Hanno i capelli biondi, e tanti sogni in tasca. Lasciano tintinnare le loro risate lungo il selciato, facendole rimbalzare lungo le siepi irregolari o sulle collanine che adornano i loro colli sottili.
Le mani sono piccole e fragili, ma le chiome liscie si agitano al vento come se fossero quelle di un leone invincibile, eterno. Ridono e corrono, senza che nulla sia più importante di quel momento.
E in effetti, niente conta maggiormente di due giovani fiori, delle loro radici sempre più lontane dai prati e dei petali rosei che li circondano.

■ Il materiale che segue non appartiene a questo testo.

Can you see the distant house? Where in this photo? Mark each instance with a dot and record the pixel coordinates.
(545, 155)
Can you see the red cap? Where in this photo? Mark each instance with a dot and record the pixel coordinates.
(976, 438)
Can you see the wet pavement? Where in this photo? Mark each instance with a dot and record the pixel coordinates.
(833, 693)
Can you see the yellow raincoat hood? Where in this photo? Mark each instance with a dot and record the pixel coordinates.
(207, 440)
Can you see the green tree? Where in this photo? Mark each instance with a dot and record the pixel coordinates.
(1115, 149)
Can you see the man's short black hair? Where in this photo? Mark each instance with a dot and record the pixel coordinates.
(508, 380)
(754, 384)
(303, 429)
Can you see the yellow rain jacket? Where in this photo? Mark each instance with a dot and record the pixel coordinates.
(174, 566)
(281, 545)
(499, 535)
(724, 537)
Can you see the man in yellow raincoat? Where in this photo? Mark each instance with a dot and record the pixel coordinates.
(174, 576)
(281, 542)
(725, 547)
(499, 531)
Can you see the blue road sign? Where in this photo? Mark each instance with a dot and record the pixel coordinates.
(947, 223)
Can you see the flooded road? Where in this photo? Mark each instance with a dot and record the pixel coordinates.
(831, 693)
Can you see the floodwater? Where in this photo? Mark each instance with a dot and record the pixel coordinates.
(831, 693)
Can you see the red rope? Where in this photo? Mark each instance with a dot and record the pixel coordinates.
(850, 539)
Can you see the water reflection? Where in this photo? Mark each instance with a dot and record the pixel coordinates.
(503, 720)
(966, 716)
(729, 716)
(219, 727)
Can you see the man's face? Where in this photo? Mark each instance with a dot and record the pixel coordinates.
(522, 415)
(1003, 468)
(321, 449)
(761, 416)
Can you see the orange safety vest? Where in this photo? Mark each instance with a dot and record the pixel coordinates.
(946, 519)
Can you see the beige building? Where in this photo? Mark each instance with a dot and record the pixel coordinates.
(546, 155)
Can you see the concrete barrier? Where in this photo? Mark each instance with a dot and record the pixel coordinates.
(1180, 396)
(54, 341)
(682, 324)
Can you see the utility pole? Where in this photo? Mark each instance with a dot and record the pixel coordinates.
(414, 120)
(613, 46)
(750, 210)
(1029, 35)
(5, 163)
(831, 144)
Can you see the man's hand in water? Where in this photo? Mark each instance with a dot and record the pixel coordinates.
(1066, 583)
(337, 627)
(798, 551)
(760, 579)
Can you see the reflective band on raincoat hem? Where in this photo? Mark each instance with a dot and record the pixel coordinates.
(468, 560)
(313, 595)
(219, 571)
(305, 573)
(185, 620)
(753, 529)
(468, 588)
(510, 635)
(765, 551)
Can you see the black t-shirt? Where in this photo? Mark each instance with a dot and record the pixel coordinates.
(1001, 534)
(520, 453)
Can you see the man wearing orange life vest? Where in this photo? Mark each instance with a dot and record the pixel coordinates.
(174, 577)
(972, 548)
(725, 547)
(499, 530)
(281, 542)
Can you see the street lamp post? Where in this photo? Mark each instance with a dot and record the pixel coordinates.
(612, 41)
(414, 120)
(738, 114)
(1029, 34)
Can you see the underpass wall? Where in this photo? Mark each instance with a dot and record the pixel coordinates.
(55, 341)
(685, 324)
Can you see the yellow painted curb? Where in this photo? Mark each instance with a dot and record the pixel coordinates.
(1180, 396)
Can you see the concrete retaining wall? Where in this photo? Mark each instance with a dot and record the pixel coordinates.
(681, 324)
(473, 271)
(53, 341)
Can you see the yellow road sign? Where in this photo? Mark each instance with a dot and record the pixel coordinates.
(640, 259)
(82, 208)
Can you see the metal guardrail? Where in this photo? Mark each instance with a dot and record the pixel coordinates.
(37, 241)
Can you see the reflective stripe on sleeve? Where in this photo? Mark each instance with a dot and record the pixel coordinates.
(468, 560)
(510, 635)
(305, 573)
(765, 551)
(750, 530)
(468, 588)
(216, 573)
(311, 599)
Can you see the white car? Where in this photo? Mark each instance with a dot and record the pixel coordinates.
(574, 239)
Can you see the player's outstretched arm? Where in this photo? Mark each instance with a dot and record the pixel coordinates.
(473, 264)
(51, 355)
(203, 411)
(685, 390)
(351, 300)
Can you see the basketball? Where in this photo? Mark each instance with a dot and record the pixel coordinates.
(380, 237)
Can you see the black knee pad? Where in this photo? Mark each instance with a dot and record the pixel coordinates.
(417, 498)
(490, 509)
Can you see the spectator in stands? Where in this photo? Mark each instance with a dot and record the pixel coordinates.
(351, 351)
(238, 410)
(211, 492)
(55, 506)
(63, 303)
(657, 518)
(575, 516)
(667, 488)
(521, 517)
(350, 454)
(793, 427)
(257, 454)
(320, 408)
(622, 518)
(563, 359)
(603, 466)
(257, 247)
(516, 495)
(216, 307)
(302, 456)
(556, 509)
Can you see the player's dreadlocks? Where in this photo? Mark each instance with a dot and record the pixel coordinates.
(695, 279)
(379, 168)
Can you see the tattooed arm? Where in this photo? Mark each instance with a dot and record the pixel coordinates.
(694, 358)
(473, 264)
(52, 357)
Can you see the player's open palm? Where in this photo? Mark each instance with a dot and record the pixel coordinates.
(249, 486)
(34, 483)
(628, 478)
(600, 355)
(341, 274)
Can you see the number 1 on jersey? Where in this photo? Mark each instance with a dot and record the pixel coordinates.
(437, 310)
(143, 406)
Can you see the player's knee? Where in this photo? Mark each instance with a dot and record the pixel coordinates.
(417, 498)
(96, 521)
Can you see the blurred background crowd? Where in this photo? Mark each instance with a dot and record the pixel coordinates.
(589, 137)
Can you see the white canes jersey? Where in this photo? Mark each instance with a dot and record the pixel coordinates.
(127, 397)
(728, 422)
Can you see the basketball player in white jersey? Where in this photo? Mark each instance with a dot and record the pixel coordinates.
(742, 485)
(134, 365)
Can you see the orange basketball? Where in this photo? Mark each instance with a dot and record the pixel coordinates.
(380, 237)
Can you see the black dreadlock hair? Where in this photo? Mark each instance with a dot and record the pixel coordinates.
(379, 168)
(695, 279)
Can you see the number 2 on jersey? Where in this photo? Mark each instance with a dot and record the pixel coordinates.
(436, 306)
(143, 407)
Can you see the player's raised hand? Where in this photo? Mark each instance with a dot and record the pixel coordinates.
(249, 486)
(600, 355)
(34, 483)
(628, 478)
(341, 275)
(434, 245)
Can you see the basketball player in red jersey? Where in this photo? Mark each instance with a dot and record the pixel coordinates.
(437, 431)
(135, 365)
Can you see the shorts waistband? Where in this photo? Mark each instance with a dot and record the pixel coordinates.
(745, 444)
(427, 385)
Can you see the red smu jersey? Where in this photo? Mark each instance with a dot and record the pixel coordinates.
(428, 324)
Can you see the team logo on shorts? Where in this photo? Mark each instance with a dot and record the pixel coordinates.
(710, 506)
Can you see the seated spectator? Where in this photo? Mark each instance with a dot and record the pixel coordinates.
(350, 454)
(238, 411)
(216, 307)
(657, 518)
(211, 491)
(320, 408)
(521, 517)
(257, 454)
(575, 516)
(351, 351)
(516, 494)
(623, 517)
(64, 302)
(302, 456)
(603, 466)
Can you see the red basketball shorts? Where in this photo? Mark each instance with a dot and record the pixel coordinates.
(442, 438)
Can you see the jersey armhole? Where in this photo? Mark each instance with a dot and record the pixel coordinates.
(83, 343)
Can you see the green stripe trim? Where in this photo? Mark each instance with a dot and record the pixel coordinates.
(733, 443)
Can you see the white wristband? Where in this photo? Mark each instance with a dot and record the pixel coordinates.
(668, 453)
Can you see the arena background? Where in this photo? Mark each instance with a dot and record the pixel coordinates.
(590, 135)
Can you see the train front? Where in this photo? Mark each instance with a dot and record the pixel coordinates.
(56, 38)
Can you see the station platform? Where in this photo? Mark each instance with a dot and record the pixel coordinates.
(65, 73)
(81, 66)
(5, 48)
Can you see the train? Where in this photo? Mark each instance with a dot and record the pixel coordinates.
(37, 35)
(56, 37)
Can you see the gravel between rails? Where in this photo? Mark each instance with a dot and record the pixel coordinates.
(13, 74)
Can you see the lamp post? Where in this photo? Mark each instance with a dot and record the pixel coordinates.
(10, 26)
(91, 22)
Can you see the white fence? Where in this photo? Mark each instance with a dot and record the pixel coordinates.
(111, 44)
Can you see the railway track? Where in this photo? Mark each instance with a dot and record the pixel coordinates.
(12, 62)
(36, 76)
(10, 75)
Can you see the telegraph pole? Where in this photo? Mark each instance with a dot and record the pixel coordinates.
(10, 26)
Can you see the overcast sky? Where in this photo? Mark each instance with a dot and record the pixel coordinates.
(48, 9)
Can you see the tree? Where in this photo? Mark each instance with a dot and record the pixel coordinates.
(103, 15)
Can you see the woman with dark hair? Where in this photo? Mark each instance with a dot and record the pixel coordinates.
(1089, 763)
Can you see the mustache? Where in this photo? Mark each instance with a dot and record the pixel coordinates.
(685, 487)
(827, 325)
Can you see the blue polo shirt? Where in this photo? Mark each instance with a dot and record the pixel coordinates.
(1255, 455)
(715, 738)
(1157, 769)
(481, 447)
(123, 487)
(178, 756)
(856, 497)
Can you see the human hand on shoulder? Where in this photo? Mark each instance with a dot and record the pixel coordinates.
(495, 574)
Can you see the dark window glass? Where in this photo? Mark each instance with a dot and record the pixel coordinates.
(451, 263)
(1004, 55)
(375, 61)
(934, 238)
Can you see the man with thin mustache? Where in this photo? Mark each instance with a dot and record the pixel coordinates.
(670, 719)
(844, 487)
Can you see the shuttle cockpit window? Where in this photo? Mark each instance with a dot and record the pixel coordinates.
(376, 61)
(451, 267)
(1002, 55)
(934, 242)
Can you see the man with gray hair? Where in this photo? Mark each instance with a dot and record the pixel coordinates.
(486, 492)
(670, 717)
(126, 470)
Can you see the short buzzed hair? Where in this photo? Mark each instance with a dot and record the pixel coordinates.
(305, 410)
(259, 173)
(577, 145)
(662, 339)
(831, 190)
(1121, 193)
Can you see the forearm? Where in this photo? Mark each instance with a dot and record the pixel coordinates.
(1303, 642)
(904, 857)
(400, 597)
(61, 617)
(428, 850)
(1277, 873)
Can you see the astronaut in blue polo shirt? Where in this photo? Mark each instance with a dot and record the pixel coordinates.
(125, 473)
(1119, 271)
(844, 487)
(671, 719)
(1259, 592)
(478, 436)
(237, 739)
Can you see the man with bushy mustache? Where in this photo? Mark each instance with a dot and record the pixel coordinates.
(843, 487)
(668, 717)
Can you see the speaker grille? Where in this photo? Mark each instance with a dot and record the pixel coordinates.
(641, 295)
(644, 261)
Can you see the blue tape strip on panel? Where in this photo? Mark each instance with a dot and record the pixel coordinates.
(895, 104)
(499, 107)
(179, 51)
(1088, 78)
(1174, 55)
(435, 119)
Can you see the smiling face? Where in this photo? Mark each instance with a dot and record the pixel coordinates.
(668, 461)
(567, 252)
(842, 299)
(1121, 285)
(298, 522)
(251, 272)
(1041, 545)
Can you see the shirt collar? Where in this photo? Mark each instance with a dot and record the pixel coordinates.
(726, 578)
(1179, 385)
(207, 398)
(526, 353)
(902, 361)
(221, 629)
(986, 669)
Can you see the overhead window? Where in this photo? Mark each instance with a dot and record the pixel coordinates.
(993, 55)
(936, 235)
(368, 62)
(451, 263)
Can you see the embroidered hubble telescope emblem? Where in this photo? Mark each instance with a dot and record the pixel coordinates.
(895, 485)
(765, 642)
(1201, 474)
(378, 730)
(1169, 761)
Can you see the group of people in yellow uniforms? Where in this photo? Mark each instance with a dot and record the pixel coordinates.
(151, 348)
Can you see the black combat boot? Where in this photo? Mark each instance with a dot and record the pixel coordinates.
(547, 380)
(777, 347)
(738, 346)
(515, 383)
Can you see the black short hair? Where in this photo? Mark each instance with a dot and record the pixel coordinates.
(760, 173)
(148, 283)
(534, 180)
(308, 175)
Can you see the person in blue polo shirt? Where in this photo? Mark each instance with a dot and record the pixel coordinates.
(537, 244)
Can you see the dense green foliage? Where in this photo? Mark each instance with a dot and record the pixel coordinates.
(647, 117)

Lungo la strada cammina una donna vestita di scuro. Ha un passo lento e disilluso, di colei che ha visto tanto e sopportato troppo. Quando le vede sfiorare il terreno con i piedi, trova il coraggio di sorridere, dando un senso alla meta che sta per raggiungere.
Vicino ad una vecchia auto parcheggiata, dalla portiera scheggiata dal vento di una corsa troppo sfrenata per essere vera, due anziani discutono di fatti che non trovano importanti. Le rughe sembrano sparire accogliendo la giovinezza fra le ossa provate, che stanno per sbriciolarsi.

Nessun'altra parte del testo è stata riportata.